In a significant move towards providing clarity and regulation in the cryptocurrency space, the Turkish government is on the verge of finalizing a comprehensive framework for crypto assets and trading platforms. The impending regulations, outlined by Turkey’s Minister of Treasury and Finance, Mehmet Şimşek, aim to establish legal definitions for key crypto concepts, introduce licensing requirements for trading platforms, and align with international standards set by the Financial Action Task Force (FATF).
Herein, we explore the key highlights of Turkey’s forthcoming crypto regulations and their potential impact on the country’s growing crypto market.One of the primary objectives of Turkey’s cryptocurrency regulations is to mitigate the risks associated with crypto trading, with a particular focus on safeguarding ordinary investors. To achieve this, the regulations will provide clear legal definitions for essential crypto-related terms such as “crypto assets,” “crypto wallets,” and “crypto asset service providers.” By defining these terms, the government aims to create a more transparent and secure environment for crypto transactions.
Under the proposed framework, crypto trading platforms operating in Turkey will be required to obtain licenses from the Capital Markets Board (CMB).

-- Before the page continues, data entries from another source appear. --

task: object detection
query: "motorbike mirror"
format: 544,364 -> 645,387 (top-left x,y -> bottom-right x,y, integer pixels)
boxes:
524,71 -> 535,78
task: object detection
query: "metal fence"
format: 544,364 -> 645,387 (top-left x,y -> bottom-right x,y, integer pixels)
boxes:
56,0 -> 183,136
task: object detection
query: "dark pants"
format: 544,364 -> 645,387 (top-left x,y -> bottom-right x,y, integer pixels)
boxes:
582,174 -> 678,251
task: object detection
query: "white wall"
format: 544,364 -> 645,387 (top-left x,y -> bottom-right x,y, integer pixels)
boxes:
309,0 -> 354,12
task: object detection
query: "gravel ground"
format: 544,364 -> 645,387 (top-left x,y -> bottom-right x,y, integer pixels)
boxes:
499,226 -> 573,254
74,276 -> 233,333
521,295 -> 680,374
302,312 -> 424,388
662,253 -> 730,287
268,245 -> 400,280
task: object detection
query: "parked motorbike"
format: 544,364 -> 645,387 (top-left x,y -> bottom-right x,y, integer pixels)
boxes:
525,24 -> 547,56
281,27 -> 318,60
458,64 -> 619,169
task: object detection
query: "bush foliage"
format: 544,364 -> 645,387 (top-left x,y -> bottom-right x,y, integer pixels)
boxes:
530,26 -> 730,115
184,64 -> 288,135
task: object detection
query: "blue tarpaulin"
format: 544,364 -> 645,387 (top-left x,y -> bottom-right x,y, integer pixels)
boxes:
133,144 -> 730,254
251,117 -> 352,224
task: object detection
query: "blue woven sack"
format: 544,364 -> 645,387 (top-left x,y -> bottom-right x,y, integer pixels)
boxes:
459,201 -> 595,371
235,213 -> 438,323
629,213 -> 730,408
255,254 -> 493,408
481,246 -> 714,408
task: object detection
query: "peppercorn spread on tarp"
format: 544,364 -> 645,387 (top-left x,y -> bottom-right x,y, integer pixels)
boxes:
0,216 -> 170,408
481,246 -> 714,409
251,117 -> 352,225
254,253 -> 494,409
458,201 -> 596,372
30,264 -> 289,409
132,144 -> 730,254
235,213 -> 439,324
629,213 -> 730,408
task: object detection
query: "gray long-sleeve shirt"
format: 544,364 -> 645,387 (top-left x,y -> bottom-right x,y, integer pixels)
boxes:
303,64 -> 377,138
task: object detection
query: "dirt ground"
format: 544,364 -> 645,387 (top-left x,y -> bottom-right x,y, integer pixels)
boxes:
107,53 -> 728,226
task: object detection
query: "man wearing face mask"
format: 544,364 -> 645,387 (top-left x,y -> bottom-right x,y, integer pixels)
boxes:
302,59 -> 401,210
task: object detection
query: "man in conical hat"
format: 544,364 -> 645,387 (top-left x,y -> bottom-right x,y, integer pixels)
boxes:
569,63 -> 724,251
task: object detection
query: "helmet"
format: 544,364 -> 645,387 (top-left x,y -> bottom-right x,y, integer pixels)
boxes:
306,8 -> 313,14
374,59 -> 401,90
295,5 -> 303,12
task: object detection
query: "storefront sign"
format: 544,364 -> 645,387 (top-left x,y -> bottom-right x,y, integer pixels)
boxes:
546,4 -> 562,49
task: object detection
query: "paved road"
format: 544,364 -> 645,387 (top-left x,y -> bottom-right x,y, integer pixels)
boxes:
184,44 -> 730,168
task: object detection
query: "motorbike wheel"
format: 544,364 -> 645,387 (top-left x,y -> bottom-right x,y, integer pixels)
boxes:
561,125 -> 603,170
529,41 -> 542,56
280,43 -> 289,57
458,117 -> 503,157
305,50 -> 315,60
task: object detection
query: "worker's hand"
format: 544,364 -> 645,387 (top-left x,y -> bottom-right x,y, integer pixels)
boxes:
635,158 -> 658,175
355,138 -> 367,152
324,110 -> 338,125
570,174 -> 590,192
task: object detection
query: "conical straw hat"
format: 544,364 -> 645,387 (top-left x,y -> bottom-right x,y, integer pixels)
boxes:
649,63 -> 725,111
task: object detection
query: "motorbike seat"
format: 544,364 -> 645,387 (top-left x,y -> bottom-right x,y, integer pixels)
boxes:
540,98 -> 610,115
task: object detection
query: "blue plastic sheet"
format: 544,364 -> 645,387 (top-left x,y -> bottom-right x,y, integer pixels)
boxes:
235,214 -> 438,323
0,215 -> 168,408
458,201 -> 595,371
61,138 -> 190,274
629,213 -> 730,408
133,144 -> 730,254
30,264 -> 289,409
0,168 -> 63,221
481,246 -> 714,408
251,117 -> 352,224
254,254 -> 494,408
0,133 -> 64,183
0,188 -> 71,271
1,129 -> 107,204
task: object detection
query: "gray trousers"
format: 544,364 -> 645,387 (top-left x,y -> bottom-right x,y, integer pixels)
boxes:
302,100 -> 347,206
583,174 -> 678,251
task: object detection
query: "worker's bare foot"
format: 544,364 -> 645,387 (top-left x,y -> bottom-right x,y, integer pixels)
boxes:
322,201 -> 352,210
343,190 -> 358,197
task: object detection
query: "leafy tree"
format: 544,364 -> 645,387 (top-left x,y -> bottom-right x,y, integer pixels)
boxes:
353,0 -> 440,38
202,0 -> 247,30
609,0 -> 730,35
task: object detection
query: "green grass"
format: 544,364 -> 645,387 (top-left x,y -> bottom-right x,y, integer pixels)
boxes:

These licenses will come with operational requirements that are akin to those imposed on traditional financial institutions. This approach is designed to enhance the security and reliability of crypto platforms, reducing the potential for abuse and extreme price fluctuations.
While the regulations establish a comprehensive framework for crypto trading, they do not address the specific taxation of virtual assets at this stage. Instead, the focus is on providing regulatory clarity and setting the stage for a secure crypto ecosystem in Turkey. The government’s approach is to ensure that crypto assets are defined as intangible assets created and stored electronically using distributed ledger technology or similar methods, distributed over digital networks, and capable of representing value or rights.
Turkey’s journey towards cryptocurrency regulation began in May 2022, and the country has made significant progress since then. In early November 2023, Minister Şimşek announced the impending crypto legislation, highlighting that Turkey had already achieved compliance with 39 out of 40 FATF standards. This move is crucial for Turkey as it seeks to exit the FATF’s “grey list,” a designation it has held since 2021. Being on this list has had adverse effects on investor confidence in Turkey’s economy, which has been strained by high inflation rates.
Amidst economic challenges, cryptocurrencies have gained popularity in Turkey as an alternative financial option. Chainalysis, a blockchain analytics firm, reported that Turkey ranked fourth globally in crypto transaction volumes between July 2022 and June 2023, with approximately $170 billion in crypto activity. This places Turkey behind only the United States, India, and the United Kingdom in terms of crypto trading volume.
Turkey’s imminent comprehensive crypto regulation framework is poised to bring transparency, security, and regulatory clarity to the country’s burgeoning crypto market. By defining crucial terms, introducing licensing requirements, and aligning with international standards, Turkey aims to protect investors and enhance its standing in the global crypto landscape. As cryptocurrencies continue to gain traction in Turkey, these regulations are expected to play a pivotal role in shaping the future of crypto assets within the nation.